The Oakley City Council is a five member, non-partisan board. Every two years, in November, a sub set of the council will run, at large, for a four year term. At large simply means that council members are elected to represent the entire community and not a specific jurisdiction or district. California Government Code § 36501 requires general law cities be governed by a city council of five members, a city clerk, a city treasurer, a police chief, a fire chief and such subordinate officers or employees as are required by law.
There are no unique qualifications necessary to be a member of the City Council except: you must be at least 18 years old, a citizen of the United States and a resident of the City of Oakley.
The City Council is similar to the Board of Directors of a private or public corporation. They are policy makers who establish a vision for the city and set policies, approve budgets, pass ordinances and resolutions to govern the City. The Council hires a City Manager to run day to day operations. The council-manager government is used in majority of American cities with populations of 2,500 or more, according to the International City/County Management Association. The Council also hires the City Attorney.
Annually, the Mayor is selected by a majority of the City Council from among currently serving Council Members. At this time a Vice Mayor is also selected. This is the standard method among general law cities. Cal. Govt. Code § 36801: “The city council shall . . . choose one of its number as mayor, and one of its number as mayor pro tempore.” However, a general law city is permitted to have a mayor that is directly elected by the voters, if certain procedures are followed. In Contra Costa 14 of the 19 cities select a Mayor in the same manner as does Oakley. Only in Antioch , Brentwood, Martinez , Richmond and San Ramon is the Mayor directly elected.

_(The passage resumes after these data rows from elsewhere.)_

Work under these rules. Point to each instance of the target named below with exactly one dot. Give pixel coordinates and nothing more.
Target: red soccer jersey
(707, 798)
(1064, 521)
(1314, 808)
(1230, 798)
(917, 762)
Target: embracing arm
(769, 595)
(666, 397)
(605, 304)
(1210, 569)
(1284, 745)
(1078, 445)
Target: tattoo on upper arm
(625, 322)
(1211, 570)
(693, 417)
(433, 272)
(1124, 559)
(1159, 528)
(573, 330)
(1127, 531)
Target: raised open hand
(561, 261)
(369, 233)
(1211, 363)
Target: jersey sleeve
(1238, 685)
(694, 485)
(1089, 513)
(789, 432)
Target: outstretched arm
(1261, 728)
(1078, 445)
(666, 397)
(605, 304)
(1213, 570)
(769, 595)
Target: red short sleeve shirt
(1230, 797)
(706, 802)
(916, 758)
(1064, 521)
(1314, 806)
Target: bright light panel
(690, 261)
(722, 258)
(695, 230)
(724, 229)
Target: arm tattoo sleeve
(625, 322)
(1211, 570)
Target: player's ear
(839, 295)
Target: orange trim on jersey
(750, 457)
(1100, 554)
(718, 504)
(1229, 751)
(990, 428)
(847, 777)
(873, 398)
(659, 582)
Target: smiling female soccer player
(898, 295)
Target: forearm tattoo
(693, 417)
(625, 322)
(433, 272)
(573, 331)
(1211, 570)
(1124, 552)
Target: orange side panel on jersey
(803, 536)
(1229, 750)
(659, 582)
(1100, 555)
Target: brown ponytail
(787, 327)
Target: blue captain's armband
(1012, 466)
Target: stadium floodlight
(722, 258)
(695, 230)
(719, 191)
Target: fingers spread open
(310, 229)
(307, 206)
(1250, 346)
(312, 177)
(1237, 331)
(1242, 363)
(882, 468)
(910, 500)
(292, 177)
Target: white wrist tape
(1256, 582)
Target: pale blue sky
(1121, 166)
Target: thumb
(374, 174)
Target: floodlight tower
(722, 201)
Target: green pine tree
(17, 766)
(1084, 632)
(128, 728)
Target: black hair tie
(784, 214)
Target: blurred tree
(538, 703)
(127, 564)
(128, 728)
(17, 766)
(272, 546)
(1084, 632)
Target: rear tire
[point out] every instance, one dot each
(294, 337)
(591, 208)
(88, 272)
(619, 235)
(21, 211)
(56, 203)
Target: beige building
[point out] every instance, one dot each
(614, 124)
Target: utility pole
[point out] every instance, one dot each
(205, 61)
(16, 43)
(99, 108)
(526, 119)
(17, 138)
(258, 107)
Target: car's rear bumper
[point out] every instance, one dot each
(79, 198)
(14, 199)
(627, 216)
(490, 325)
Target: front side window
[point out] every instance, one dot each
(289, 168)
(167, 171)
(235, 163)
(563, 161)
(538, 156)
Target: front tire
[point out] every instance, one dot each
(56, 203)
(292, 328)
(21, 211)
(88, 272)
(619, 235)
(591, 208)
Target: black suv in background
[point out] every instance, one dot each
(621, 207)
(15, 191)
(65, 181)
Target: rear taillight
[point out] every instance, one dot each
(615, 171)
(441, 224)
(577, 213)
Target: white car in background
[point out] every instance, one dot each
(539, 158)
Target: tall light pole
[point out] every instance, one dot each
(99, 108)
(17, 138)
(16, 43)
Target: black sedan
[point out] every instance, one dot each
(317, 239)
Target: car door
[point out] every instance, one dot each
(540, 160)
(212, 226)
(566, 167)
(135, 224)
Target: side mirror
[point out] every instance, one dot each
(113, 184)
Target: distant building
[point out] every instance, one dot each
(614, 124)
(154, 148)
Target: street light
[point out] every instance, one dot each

Continuing the private/public corporation comparison the City Council hires a City Manager as the “CEO” to carry out the public policy. The City Manager serves as the City Council’s chief advisor, prepares the budget, oversees the staff, and acts to carry out the City Council’s goals and programs. The organizational chart of a council-manager run city closely resembles a corporation with a board and a hired CEO.
A Council members most prominent role is seen during City Council Meetings, held the 2nd and 4th Tuesday at 6:30. This is where the decision making process is accomplished, in public. Prior to each meeting a Council member is provided a “staff report”. A staff report is a collection of information about each item on the agenda and staff’s recommendations for approval, denial, or for other action to be taken. Recommendations in a staff report are not decisions, but are rendered to assist the Council in making a decision. Staff reports are delivered on the Thursday prior to a Council meeting and may have as many pages as a large novel.
The job of Council member is a part time position. Council members generally have full time jobs.
The Council does not work in a vacuum. Besides information provide from staff, the Council will rely on ideas from other sources, including citizens, advisory commissions (the Planning Commission), the Chamber of Commerce, and others. The decision making process includes information provided from the previous sources, an analysis of community needs, alternatives, available resources, legal advice, does the project conform to current ordinances and or land use policies, and much more.
Every issue has pros and cons, winners and losers. So, depending on the outcome the Council is either the most thoughtful, progressive, insightful people in Oakley or they are idiots who show up with their minds already made up and unwilling to listen to others.